One key factor to consider this year will be the impact of the deeply disturbing events in Ukraine. Russian buyers themselves have made up a relatively small part of the market in recent years, accounting for less than 2.5% of buyers. So the lack of potential buyers amid sanctions is unlikely to have a significant impact on overall demand.

While this could create some caution amongst buyers in the short term, the longer-term impact on international demand depends on the effect upon global wealth generation (notably a complex web of checks and balances) and, perhaps more pertinently, the response to government measures to increase transparency around property ownership.

There are signs that the window of opportunity to buy a new build super prime home in London is closing

Gaby Foord, Associate Director, Residential Research

Government plans for a register of beneficial ownership have been around since 2016. But recent events have, understandably, caused legislation to be fast-tracked through Parliament.

Historically, there have been many reasons to use offshore corporate vehicles to hold UK property.

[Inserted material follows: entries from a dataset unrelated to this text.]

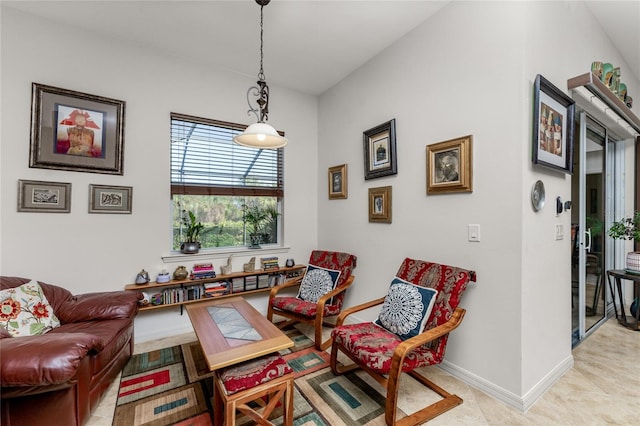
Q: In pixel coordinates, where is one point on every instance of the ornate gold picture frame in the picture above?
(449, 166)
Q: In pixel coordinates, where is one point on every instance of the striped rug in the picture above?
(172, 386)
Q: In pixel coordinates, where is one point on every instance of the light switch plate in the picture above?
(474, 232)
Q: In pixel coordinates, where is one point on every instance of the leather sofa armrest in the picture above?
(48, 359)
(99, 306)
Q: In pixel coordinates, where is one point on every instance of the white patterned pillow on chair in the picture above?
(317, 282)
(406, 308)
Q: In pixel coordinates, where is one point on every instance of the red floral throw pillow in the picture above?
(25, 311)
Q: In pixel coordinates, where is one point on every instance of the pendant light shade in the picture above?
(260, 135)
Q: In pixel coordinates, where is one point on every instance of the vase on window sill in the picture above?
(190, 247)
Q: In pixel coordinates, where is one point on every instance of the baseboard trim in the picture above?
(520, 403)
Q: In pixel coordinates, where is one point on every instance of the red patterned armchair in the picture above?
(321, 293)
(417, 315)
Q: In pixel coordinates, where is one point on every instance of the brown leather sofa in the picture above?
(58, 378)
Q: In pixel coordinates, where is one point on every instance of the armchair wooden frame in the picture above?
(318, 321)
(392, 382)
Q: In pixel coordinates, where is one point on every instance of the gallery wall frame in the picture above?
(44, 197)
(553, 126)
(76, 131)
(110, 199)
(379, 145)
(450, 166)
(338, 182)
(380, 204)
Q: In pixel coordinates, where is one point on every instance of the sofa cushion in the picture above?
(50, 359)
(317, 282)
(406, 308)
(25, 310)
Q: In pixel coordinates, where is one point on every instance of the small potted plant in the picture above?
(627, 229)
(256, 217)
(191, 244)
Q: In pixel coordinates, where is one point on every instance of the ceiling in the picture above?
(309, 46)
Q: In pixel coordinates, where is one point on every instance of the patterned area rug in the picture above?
(172, 386)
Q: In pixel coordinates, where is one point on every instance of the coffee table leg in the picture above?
(218, 405)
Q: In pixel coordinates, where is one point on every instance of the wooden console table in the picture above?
(619, 275)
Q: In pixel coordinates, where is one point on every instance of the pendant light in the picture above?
(261, 134)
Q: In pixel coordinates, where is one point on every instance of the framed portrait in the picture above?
(553, 123)
(110, 199)
(449, 166)
(380, 151)
(380, 204)
(338, 182)
(76, 131)
(44, 197)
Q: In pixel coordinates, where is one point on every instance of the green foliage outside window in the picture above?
(223, 219)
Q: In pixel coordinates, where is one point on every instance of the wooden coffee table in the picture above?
(230, 331)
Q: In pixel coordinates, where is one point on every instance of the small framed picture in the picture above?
(110, 199)
(380, 151)
(449, 166)
(553, 122)
(76, 131)
(44, 197)
(380, 204)
(338, 182)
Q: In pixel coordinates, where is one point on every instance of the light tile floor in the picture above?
(603, 388)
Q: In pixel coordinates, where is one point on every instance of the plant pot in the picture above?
(189, 247)
(255, 239)
(633, 262)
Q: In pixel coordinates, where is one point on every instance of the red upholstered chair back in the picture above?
(343, 262)
(450, 281)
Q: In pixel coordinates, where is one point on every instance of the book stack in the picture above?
(218, 288)
(202, 270)
(251, 283)
(269, 263)
(237, 284)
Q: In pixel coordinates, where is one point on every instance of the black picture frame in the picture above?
(553, 126)
(379, 144)
(59, 141)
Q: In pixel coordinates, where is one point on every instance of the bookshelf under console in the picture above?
(187, 291)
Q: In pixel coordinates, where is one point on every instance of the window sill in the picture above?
(211, 254)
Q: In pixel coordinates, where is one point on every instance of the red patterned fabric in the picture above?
(253, 373)
(302, 307)
(374, 346)
(343, 262)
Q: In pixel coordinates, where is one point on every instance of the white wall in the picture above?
(453, 76)
(94, 252)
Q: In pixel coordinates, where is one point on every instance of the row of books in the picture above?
(180, 294)
(202, 271)
(269, 263)
(218, 288)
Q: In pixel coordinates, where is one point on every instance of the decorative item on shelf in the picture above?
(261, 134)
(142, 277)
(163, 277)
(227, 269)
(269, 263)
(250, 266)
(610, 75)
(146, 299)
(202, 271)
(156, 299)
(191, 245)
(180, 273)
(627, 228)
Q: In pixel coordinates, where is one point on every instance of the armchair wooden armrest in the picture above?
(357, 308)
(289, 283)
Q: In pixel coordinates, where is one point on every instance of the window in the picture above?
(218, 181)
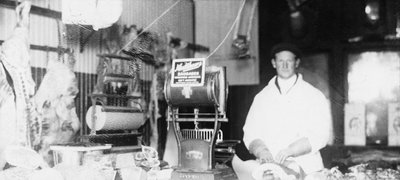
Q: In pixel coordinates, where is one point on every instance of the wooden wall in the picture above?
(44, 32)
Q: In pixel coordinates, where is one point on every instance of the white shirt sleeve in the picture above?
(317, 128)
(253, 120)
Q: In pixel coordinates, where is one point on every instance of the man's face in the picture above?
(285, 63)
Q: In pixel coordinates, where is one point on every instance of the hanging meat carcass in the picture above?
(55, 104)
(17, 84)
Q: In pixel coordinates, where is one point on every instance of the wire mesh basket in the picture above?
(203, 134)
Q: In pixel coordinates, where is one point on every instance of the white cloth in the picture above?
(281, 119)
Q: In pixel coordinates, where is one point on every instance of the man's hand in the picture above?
(283, 155)
(22, 12)
(264, 156)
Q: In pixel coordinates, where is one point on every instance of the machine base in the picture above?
(225, 173)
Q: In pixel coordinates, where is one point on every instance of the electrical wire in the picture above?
(148, 26)
(230, 30)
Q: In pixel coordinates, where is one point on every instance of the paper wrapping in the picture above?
(114, 120)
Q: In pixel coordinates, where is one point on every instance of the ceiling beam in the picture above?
(34, 9)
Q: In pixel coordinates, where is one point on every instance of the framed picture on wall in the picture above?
(373, 79)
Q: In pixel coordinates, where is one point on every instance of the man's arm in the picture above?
(297, 148)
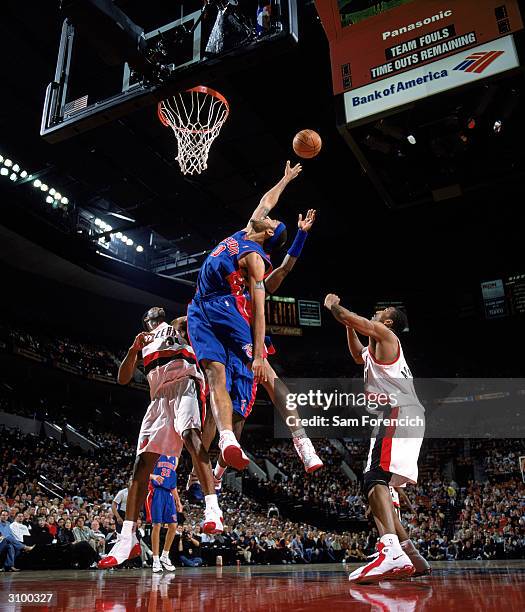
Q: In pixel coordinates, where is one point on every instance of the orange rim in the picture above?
(199, 89)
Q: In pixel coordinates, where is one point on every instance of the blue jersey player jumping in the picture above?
(162, 505)
(227, 312)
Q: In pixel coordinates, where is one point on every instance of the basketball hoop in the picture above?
(196, 116)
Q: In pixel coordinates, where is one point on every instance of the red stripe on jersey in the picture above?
(386, 362)
(252, 401)
(169, 353)
(386, 446)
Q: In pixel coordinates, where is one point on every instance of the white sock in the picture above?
(299, 433)
(128, 527)
(219, 471)
(391, 540)
(408, 547)
(211, 502)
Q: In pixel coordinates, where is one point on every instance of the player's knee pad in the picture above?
(375, 477)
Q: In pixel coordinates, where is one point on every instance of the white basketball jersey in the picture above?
(390, 378)
(167, 360)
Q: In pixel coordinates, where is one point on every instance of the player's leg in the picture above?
(221, 407)
(392, 561)
(165, 557)
(278, 392)
(128, 545)
(189, 412)
(155, 547)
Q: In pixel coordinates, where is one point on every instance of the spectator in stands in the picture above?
(65, 534)
(98, 539)
(19, 529)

The tax benefits of doing so have largely passed and for many, the anonymity they provided was a convenience rather than a necessity.

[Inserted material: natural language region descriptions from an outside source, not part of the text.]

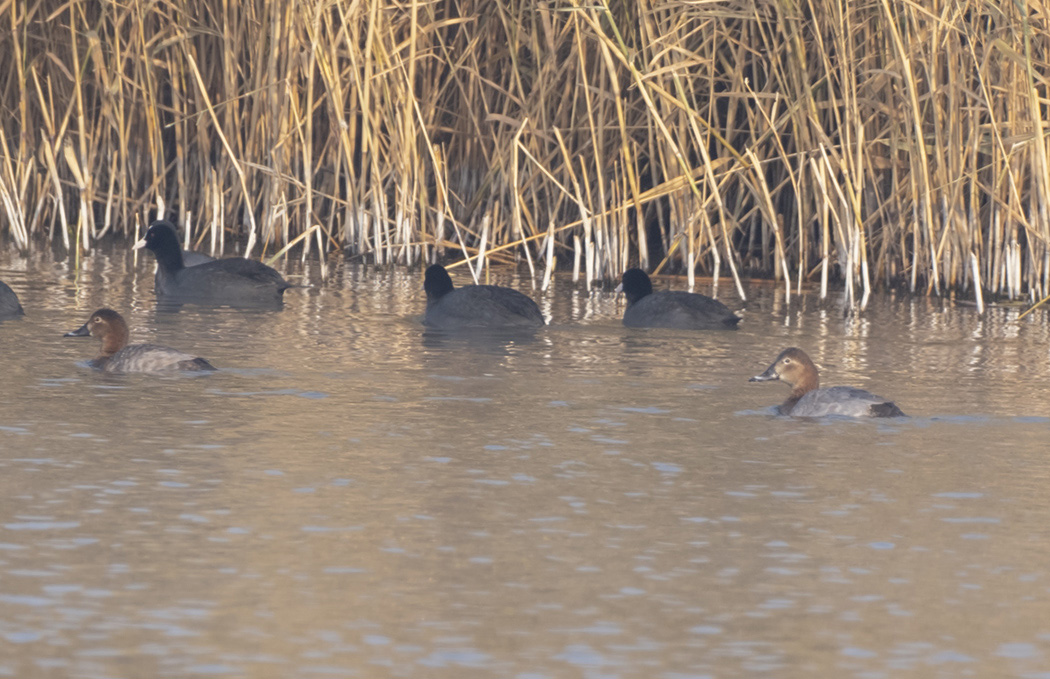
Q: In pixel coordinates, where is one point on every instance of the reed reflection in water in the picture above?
(354, 495)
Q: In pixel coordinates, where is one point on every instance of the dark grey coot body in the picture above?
(234, 281)
(491, 306)
(117, 356)
(190, 258)
(671, 309)
(9, 305)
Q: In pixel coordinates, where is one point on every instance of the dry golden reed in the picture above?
(881, 142)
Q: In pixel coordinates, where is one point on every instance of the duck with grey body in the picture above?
(117, 356)
(809, 400)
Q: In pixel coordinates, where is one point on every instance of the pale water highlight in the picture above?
(354, 495)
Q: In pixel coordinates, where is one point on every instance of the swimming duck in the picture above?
(476, 305)
(807, 400)
(9, 305)
(671, 309)
(118, 356)
(234, 281)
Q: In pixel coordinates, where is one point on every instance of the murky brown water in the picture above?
(352, 496)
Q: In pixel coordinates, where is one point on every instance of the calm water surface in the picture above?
(351, 496)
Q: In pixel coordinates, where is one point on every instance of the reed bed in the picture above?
(859, 144)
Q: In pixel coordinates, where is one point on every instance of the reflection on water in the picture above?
(353, 495)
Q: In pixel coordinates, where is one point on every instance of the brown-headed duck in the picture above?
(118, 356)
(807, 400)
(671, 309)
(491, 306)
(234, 281)
(9, 305)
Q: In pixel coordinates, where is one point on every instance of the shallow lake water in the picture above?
(353, 496)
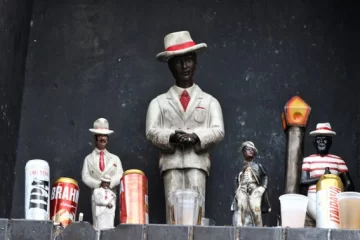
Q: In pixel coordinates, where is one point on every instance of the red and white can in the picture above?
(37, 178)
(64, 201)
(134, 206)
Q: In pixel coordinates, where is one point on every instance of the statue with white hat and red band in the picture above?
(313, 166)
(101, 162)
(105, 201)
(184, 122)
(251, 198)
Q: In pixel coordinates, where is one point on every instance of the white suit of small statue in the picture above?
(105, 205)
(185, 122)
(101, 162)
(249, 200)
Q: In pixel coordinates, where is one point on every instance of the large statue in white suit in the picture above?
(101, 162)
(105, 201)
(184, 122)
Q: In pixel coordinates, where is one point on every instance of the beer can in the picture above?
(134, 207)
(37, 178)
(64, 201)
(327, 208)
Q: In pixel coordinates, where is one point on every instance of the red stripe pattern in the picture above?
(180, 46)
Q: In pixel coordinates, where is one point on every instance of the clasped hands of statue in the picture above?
(183, 138)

And this is not just an issue in the UK – Singapore, Vancouver and New Zealand, among others, have all introduced more stringent measures to curb international property investment. For these reasons, the level of supply coming forward is expected to be equally important to central London’s future price growth prospects.

Shrinking supply

In particular, given current planning policy and the size of the pipeline of schemes, we expect to see less new build stock available to meet demand, particularly in the super prime market.

There are currently just over 30 super prime new build schemes in central London, either physically complete or under construction. But there are only four other new developments that are likely to bring new stock to the market in the next five years that have the benefit of planning permission.

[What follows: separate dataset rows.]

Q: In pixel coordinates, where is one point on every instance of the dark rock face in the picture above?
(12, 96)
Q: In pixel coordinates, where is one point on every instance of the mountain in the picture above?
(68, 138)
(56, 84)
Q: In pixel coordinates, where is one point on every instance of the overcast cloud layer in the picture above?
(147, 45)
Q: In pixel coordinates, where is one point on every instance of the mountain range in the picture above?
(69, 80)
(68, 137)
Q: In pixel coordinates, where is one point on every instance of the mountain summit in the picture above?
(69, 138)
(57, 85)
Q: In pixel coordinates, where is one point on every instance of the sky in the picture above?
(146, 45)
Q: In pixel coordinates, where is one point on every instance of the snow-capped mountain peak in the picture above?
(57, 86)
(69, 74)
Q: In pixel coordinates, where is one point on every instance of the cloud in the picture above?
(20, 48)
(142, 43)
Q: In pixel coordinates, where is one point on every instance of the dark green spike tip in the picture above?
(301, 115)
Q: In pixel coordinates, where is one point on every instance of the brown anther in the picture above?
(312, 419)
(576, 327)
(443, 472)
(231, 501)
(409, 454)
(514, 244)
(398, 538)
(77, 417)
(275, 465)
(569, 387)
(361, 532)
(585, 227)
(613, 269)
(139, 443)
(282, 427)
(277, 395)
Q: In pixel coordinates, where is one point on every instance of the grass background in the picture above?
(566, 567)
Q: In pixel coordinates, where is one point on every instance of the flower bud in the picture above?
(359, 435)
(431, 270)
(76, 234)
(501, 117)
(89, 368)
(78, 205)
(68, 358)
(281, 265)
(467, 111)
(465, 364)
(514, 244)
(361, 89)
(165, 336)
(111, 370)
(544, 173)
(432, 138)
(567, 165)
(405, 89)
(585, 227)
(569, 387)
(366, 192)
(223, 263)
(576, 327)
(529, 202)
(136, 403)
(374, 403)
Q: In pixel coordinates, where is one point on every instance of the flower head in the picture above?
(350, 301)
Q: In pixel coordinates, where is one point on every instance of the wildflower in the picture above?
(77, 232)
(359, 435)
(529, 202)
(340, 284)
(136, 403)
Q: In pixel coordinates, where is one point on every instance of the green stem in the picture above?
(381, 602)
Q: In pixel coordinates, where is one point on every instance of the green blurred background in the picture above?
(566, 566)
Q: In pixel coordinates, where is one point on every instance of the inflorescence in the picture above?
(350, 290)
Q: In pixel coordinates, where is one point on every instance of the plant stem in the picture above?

Any new schemes will have to contend with Westminster borough’s new planning policy, which limits the size of an individual home to 200 sq m (2,153 sq ft). And Kensington and Chelsea is due to follow. This is significant when you consider only 22% of super prime new build sales in the past two years were below this size threshold.

Furthermore, the number of new build sales was twice as high in the year to March 2022 than a year earlier. And there has been a noticeable swing back towards off-plan buying (before a building is physically complete) – 41% of sales were off-plan in the first quarter of this year, compared with 23% in 2020.

These are all signs that the window of opportunity to buy a new build super prime home in London is closing. That will refocus demand on an inelastic supply of existing homes in the heart of London’s prime property market, which we expect to underpin a recovery in values over the next five years.